Дважды в этот день контуженный и иссеченный множеством мелких осколков, истекал кровью на дне воронки наспех перевязанный Пересветов, и не было никакой возможности отправить его в тыл: кругом шел бой, и лошади за курганом частью были перебиты, частью в безумии разбежались.
Бесхозно валялась на вытоптанной копытами земле гитара Микина, ее оборванная струна дрожала и звенела при каждом выстреле.
На южном склоне еще сражались. Наконечник половецкой стрелы с остатком древка, взвитый вместе с курганной землей очередным немецким снарядом, впился в левую руку помкомвзвода повыше локтя. Ругаясь, вырывал и вытягивал Рыженков из кармана шаровар прорезиненный, похожий на большую пельменю пакет, искал нитку. Найдя, разрезал ею пакетную обертку надвое, щепотью испачканных землей и гарью пальцев взял тампон и унимал кровь от немецко-половецкого подарка.
Пересветов просил пить, но где там — немцы держали под прицелом все подходы к воде. Оставшиеся в живых защитники высоты «96» немцев к воде тоже не подпускали, не давали им сделать пологий съезд для танков рядом с мостом. Едва фашисты поднимались в рост и пытались сделать свое дело, хлопала снайперская Халдеева, и тот сам себе со злобной радостью говорил:
— Еще один! И еще покажем, как бьют с оптико-механического Ленинградского.
Стреляли Рыженков и Отнякин.
Пересветов лежал на спине, смотрел на дымное небо непонимающими глазами, временами вел странные речи, поднимал руку, на что-то показывал:
— Вот идет старик… он просит помочь… снять кушак… и надеть тулуп… ему холодно… холодно… вот, дотянулся до месяца, а он рассыпался, превратился в петуха, из серебра кованого…
Отнякин, весь в пыли, с закопченным лицом, отбросил карабин с открытым затвором, присел на землю и повел кругом злым и затравленным взглядом:
— Все, отстрелялся.
Со стороны речки, на которой были немцы, блеснул жестяной мегафонный раструб, донеслось по-русски, и чисто, без всякого акцента:
— Эй, на кургане! Братва, кончай дурака валять и сдавайся! Вас не тронут, будут вода и жратва! Вот я сдался — и жив!
Рыженков выстрелил в голос навскидку и не попал. Голос на той стороне построжал:
— Эй, кончай шухарить! Даю две минуты!
Выждав две минуты, голос сказал утвердительно:
— Сдаетесь, значит.
Прямо напротив кургана, сбоку от танка вырезалась фигура в красноармейской гимнастерке. Солнце поблескивало на жестяной трубе. Немцы не показывались — ждали, что будет.
— Халдеев!
— У меня один патрон остался, а у Пересветова я уже смотрел — он все расстрелял… Жалко на эту шкуру патрона тратить. Я лучше немца, — повернулся Халдеев к помкомвзвода.
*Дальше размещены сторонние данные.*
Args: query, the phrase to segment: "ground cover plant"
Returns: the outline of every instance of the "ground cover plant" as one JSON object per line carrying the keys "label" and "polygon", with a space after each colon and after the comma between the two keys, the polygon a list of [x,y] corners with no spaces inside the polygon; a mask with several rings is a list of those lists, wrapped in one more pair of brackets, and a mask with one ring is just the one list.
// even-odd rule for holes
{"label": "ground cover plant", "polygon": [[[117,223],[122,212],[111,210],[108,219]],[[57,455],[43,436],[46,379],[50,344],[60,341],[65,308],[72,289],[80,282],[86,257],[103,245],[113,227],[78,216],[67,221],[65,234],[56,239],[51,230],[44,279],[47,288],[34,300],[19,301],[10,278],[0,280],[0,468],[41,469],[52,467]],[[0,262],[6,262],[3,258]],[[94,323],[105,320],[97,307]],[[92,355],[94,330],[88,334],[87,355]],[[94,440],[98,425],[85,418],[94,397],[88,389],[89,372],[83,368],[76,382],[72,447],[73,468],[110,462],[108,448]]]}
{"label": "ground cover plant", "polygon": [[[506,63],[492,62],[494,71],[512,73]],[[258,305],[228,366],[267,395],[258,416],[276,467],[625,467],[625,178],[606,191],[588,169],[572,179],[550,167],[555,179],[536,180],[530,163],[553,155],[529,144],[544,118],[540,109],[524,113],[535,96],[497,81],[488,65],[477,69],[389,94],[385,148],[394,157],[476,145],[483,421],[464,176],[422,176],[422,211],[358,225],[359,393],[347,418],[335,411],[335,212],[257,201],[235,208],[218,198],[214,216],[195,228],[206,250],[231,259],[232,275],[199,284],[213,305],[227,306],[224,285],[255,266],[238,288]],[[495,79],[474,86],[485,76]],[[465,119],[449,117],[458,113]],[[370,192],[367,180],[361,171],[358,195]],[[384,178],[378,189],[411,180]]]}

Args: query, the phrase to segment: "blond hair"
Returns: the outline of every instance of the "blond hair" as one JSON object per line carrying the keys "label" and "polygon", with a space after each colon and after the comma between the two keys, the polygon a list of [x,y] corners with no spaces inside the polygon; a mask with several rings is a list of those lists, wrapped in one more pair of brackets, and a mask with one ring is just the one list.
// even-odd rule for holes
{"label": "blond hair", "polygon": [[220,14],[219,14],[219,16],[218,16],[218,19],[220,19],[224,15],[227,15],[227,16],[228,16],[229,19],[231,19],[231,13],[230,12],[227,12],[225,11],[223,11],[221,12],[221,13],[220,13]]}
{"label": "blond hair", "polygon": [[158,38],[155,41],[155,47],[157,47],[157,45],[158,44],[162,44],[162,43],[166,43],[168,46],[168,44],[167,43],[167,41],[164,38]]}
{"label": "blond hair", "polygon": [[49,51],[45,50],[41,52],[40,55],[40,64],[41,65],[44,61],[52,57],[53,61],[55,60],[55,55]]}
— Значит, все ребята, кто честно… здесь лежат, а он будет на солнце смотреть? — задыхаясь говорил Рыженков. — Бей!
Халдеев повел оптикой, и в круглом зрачке, где сходились три нити — две тонких горизонтальных и вертикальная заостренная, появилась фигура в застиранной, выбеленной гимнастерке. Халдеев вывел заостренный пенек к левому нагрудному карману и нажал на спуск. В ответ на выстрел прилетел снаряд, тупо ударился в бруствер, взвизгнули осколки. Отнякин вытянулся, сполз по стенке. Халдеев охнул и сел на дно окопа. Его глаза были забиты землей, лицо иссечено камешками, он начал руками протирать глаза.
Взрыв будто вывел из шока Пересветова, он приподнял голову, посмотрел осмысленно:
— Вам нужно уходить, — слабым голосом сказал он, — нужно, товарищ… вы один знаете… ну, что я говорил… про Игоря. Это важно…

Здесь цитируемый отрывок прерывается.